Fiquei pensando que a escrita é, sim, uma mistura destes dois jeitos. Uma escrita que não sabe escrever, mas que sempre me deu tanto texto, tantas histórias contadas, cantadas, nas falas do cotidiano, que me ensinou a pronunciar palavras que compuseram meus traços de sujeito falante. Que reclamava das madrugadas em que eu passava, com os textos, mas, no outro dia, contava para os vizinhos que “A Luiza passou a noite lendo, essa menina”, orgulhosa. Uma escrita terna e dedicada. A outra, mais severa, mais exigente, vivia fazendo recomendações. “Colocava-se, às vezes, diante de mim, a me ensinar como se deve caminhar. Como uma italiana deve caminhar. E mais: qual a diferença entre o caminhar de uma italiana do sul, de Napoli, e de uma italiana do norte, mais elegante.”. Ela, do seu jeito, também me ensinou muita coisa. Eu não me prendia, no entanto, às suas exigências. Quando não concordava com alguma coisa, mas entendia que era importante para ela, dizia apenas: “sim, nonna, sim.. vou tentar”, e seguia vivendo, sem afrontá-la. Tentava conviver, porque a amava e amo ainda hoje.

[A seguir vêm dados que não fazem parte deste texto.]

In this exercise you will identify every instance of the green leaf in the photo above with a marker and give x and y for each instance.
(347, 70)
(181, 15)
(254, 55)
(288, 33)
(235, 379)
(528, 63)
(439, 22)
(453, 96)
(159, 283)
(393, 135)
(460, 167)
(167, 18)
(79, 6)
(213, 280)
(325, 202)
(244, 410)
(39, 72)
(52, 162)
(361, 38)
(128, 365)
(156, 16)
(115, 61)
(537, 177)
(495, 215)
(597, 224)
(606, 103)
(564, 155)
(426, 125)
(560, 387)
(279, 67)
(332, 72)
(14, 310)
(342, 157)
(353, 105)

Duas senhoras em uma: a imensidão de afetos, sem palavras arrumadas, ao lado do mundo das regras de convivência, de linguagem. Eu aprendi a conviver com as duas e a viver intensamente cada encontro... talvez seja isso que eu esteja tentando partilhar agora... busca da convivência pacífica com Dona Josefa Gonçalves e com a italiana Anna Caronti, ambas inscritas e vivas em mim, embora já tenham falecido, como corpo de um outro eu.